As tax law is very complicated, this article is intended only for educational or illustrative purposes and should not be construed to communicate legal or professional advise.  You should contact us with any specific questions so we can properly interpret how the tax laws applies to your situation.   Killingbeck Tax Preparation, Kokomo, Indiana.  765-452-8000.

Here's a list of items that are not subject to income tax.

1. Scholarships:  If a degree candidate you can exclude scholarship for tuition and course related fees.  
Payments receive for room, board, travel or services performed are taxable
Non-degree candidates are fully taxed on any scholarship.

2. Qualified disability payments from a profit sharing plan may not be taxable.  

3. Interest on most State & Municipal bonds

4.  Social Security & Basic railroad retirement when under income limits 
(But supplemental RR is fully taxable on federal, but not state.)

5.   Welfare benefits and disaster relief payments

6.   Veterans benefits & certain veterans disability retirement started before 1975. 
Also payments for combat related injury or sickness. 

7.   Workers compensation

8.  Child support   Foster care payments through govt. program  (restrictions over age 18)

9.  Gifts and inheritance (Except inherited IRA, tax deferred annuities,
and series EE bond interest are taxable.)

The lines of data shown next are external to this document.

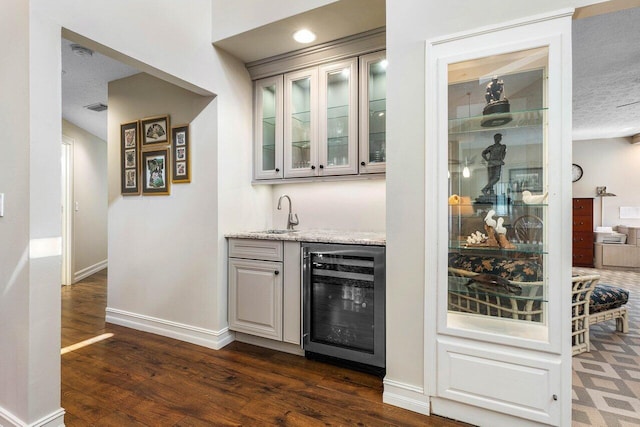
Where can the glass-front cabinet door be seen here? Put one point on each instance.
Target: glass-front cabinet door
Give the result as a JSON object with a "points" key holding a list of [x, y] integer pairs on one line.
{"points": [[301, 123], [499, 203], [373, 112], [338, 141], [268, 128], [497, 194]]}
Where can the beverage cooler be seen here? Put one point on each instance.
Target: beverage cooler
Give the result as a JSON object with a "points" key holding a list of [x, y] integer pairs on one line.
{"points": [[344, 304]]}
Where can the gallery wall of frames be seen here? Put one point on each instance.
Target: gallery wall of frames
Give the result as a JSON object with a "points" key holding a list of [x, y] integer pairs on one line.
{"points": [[153, 156]]}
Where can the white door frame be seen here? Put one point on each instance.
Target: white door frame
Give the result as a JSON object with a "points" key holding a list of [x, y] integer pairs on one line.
{"points": [[67, 210]]}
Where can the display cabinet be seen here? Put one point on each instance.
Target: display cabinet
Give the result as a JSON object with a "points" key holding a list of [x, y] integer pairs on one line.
{"points": [[321, 116], [373, 112], [497, 193], [499, 149], [268, 128], [326, 120]]}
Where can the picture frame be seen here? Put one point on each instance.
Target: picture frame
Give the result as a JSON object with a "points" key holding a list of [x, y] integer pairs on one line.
{"points": [[155, 131], [181, 172], [156, 175], [130, 158], [530, 179]]}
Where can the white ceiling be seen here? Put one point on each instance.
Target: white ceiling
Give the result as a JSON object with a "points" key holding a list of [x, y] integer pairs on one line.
{"points": [[84, 82], [606, 75], [606, 66]]}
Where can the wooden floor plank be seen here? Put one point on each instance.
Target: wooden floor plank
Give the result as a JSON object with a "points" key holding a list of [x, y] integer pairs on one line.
{"points": [[138, 379]]}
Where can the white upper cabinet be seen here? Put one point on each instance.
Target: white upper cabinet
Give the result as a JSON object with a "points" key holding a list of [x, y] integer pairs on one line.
{"points": [[301, 123], [323, 120], [268, 128], [373, 112], [338, 142]]}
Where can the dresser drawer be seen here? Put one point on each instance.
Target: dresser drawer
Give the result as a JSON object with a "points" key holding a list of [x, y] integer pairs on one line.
{"points": [[582, 239], [583, 224], [583, 257], [583, 207], [267, 250]]}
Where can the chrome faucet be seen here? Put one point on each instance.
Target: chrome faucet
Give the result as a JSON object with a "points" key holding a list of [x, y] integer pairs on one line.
{"points": [[293, 218]]}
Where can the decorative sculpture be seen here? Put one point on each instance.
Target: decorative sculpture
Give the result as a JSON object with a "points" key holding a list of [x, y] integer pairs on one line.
{"points": [[496, 103]]}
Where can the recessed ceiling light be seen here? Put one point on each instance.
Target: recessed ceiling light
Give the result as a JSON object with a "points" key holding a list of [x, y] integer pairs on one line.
{"points": [[304, 36], [99, 106]]}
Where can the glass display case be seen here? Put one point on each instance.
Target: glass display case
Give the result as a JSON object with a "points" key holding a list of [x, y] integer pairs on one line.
{"points": [[497, 193], [268, 128], [373, 112]]}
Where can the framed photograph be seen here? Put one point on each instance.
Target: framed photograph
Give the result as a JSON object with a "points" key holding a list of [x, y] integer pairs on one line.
{"points": [[155, 130], [129, 158], [526, 179], [181, 154], [156, 179]]}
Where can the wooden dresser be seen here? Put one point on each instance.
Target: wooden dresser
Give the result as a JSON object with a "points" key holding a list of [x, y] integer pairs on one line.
{"points": [[583, 232]]}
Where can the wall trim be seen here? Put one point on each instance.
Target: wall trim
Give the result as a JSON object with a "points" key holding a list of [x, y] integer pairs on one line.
{"points": [[54, 419], [188, 333], [406, 396], [92, 269]]}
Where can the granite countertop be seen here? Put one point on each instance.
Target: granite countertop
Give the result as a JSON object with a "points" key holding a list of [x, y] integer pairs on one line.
{"points": [[317, 236]]}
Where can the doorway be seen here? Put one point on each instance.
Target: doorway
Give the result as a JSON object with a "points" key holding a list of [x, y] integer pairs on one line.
{"points": [[67, 210]]}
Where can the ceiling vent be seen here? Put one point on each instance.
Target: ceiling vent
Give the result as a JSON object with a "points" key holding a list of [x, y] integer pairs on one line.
{"points": [[81, 50], [99, 106]]}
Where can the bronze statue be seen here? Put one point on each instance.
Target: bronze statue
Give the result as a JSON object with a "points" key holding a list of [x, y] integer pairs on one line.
{"points": [[494, 156]]}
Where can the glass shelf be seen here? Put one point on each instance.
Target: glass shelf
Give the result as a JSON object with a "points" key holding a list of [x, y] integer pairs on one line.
{"points": [[519, 119], [520, 248]]}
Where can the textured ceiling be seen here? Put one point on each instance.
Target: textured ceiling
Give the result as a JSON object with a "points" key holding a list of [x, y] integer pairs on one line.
{"points": [[606, 78], [606, 75]]}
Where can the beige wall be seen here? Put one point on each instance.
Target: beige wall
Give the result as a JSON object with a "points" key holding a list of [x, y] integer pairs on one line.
{"points": [[90, 197], [158, 262], [613, 163]]}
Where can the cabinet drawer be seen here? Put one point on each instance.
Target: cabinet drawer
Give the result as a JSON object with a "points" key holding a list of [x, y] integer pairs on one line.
{"points": [[583, 239], [583, 207], [582, 224], [268, 250]]}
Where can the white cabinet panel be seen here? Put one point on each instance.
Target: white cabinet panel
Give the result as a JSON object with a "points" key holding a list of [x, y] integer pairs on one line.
{"points": [[499, 380], [255, 297]]}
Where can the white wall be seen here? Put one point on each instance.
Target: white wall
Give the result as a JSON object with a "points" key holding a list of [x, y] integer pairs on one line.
{"points": [[90, 195], [409, 24], [158, 255], [14, 226], [337, 205], [238, 16], [172, 41], [612, 163]]}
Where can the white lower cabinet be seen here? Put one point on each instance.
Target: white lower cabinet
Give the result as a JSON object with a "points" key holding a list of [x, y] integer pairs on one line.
{"points": [[264, 289]]}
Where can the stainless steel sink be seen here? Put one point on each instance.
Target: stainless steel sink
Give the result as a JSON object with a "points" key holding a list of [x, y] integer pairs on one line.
{"points": [[278, 231]]}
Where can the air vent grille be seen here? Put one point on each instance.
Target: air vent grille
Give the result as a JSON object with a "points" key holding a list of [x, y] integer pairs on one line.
{"points": [[96, 107]]}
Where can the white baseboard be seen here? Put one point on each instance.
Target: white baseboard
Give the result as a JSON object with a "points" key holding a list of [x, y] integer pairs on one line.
{"points": [[86, 272], [477, 416], [405, 396], [273, 345], [54, 419], [192, 334]]}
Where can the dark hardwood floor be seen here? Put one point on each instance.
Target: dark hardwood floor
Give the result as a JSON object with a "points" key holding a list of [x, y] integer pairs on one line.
{"points": [[138, 379]]}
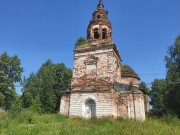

10. Rebate on a purchase (example: car purchase)

11. SAFE program payments for winter energy costs

12. Accident Insurance proceeds

13. Clergy housing allowance (is taxable for FICA)

14. Lawsuits settlements, unless related to employment, loss of profits, injury to reputation,
and other non-personal injuries
A.  Punitive damages and interest on awards are taxable.
B.  Emotional distress is taxable if not caused by physical injury or illness.

15.  Living expense payments due to casualty loss

16.  Allowances to VISTA, & action volunteers

17.  Payments received from a child for room & board.

18. Life insurance proceeds from death  Annuities & Life insurance cashed in on installments
will be partially taxable on the interest they receive.

19.  Life insurance dividends are not taxable.   Interest on dividends is  taxable. 

20.  Mortgage assistance payments are not taxable.

21.   Health Insurance Benefits

Here's a List of Nontaxable Employment Benefits.

  1. Military pay in a combat zone is not taxable.   If combat zone income listed on W-2,
    must get corrected W-2.

  2. Military individuals  killed in a combat zone, decedents income tax liability is forgiven
    for the tax year in which death occurred and for any earlier tax year ending on or after the first day
    the member served in a combat zone in active service.

  3. Military allowances - travel, allotments

  4. Military survivor benefit are not taxable. 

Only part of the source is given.